We have explored the use of a growth factor blocking agent to abrogate the adaptive changes in sensitivity. Farnesylthiosalicylic acid (FTS), an inhibitor of GTP-Ras binding to its membrane acceptor site, reduces the increase in number of MCF-7 cells induced by long term TAM treatment. It also decreases MAPK activity in TAM-treated MCF-7 cells and in established TAM-resistant cell lines. Alone or in combination with letrozole (presumably, through the influence on MAPK pathway) FTS exerts moderate inhibitory effects on aromatase activity in estrogen-deprived or estrogen-exposed MCF-7 cells. Taken together, our observations suggest that FTS is a "candidate drug" for the treatment of TR. Both the adaptive and genetic types of resistance may be amenable to this approach. Our studies underline the possible importance of starting the treatment/prevention of TR early on.

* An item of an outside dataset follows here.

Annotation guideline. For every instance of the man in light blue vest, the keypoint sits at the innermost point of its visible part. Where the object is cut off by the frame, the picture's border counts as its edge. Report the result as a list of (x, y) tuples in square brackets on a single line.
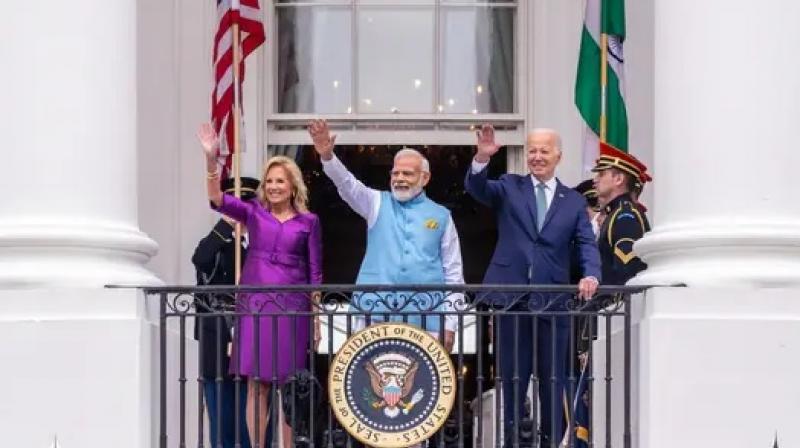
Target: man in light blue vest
[(410, 239)]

From our clinical studies using immunohistochemistry, there is a rather strong rationale to include as a predisposing factor in the development of TR the increase in MAP kinase and aromatase activities in human primary breast tumors.

In summary, data obtained during the course of this project may be considered as evidence supporting the principle that processes resulting in responses to TAM as an agonist and the development of estrogen hypersensitivity of breast cancer cells could potentially be mechanistically linked.